During a meeting of the Statewide Health Coordinating Council two days later, the same lawyer, Colin Luke, supported adoption of a section of the guidelines for hospitals without on-site cardiac surgery.

“The position presented by Counsel for Crestwood is inconsistent with the (CON Review Board) Decision in this matter and justifies reconsideration,” wrote Huntsville Hospital attorney Joe Campbell.

Luke called the motion a “ridiculous delay” and noted that Crestwood’s application won unanimous support from the board’s seven voting members.

“It’s not a substantive issue,” he said Friday. “Huntsville Hospital ought to be embarrassed by this motion and ought to be spending their resources helping promote healthcare and choice in the community.”

Luke said the motion may be discussed at the review board’s next meeting June 20. In the meantime, Crestwood will be allowed to continue performing nonemergency angioplasty.

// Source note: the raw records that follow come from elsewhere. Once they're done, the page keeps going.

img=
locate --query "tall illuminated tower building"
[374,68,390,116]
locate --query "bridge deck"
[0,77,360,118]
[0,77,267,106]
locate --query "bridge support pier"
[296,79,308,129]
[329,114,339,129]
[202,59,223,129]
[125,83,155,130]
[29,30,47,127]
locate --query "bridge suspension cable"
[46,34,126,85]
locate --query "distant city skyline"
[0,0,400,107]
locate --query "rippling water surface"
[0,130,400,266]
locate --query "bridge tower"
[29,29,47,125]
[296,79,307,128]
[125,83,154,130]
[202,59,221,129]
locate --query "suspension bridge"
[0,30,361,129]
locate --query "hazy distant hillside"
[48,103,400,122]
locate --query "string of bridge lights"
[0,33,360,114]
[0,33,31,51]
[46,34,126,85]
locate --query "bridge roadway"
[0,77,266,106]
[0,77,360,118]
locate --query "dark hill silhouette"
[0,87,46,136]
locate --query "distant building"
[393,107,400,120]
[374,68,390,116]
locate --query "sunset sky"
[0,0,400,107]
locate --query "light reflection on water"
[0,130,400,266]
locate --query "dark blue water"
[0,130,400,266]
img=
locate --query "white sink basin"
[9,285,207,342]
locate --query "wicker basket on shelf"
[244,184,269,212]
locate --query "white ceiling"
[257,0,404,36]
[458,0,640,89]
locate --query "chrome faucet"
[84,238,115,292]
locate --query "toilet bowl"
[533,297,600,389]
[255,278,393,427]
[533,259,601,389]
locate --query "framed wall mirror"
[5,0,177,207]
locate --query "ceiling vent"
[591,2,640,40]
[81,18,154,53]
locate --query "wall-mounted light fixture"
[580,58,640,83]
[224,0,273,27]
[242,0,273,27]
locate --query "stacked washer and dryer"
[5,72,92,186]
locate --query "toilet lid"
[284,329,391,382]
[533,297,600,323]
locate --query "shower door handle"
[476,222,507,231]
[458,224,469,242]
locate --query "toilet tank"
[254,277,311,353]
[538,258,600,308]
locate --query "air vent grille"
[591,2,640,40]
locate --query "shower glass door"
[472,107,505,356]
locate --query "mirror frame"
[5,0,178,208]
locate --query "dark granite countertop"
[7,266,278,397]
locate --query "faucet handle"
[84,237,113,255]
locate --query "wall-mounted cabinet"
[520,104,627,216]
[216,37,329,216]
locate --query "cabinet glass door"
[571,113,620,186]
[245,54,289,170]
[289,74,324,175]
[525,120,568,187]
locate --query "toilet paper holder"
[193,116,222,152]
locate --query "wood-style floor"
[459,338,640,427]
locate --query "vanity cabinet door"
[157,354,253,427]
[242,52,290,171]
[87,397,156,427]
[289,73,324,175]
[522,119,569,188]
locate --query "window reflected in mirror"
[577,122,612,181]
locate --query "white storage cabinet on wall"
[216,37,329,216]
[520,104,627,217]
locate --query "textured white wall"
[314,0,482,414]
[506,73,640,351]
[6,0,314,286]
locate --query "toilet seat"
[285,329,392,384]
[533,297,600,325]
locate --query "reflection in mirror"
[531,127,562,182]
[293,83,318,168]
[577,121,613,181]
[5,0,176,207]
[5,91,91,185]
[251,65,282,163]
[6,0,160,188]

Angioplasty, or percutaneous coronary intervention, involves inflating a small balloon catheter to open a clogged coronary artery. A stent is typically left behind to hold the artery open so blood can flow normally.

A state-appointed administrative law judge who heard three days of testimony from both hospitals in January recommended that Crestwood be allowed to establish a permanent program.

The judge, Al Agricola, said Crestwood provided “clear and convincing scientific evidence” that angioplasty can be safely performed at hospitals without open-heart surgery backup and found that it would be “problematic” for a city Huntsville’s size to have a single program.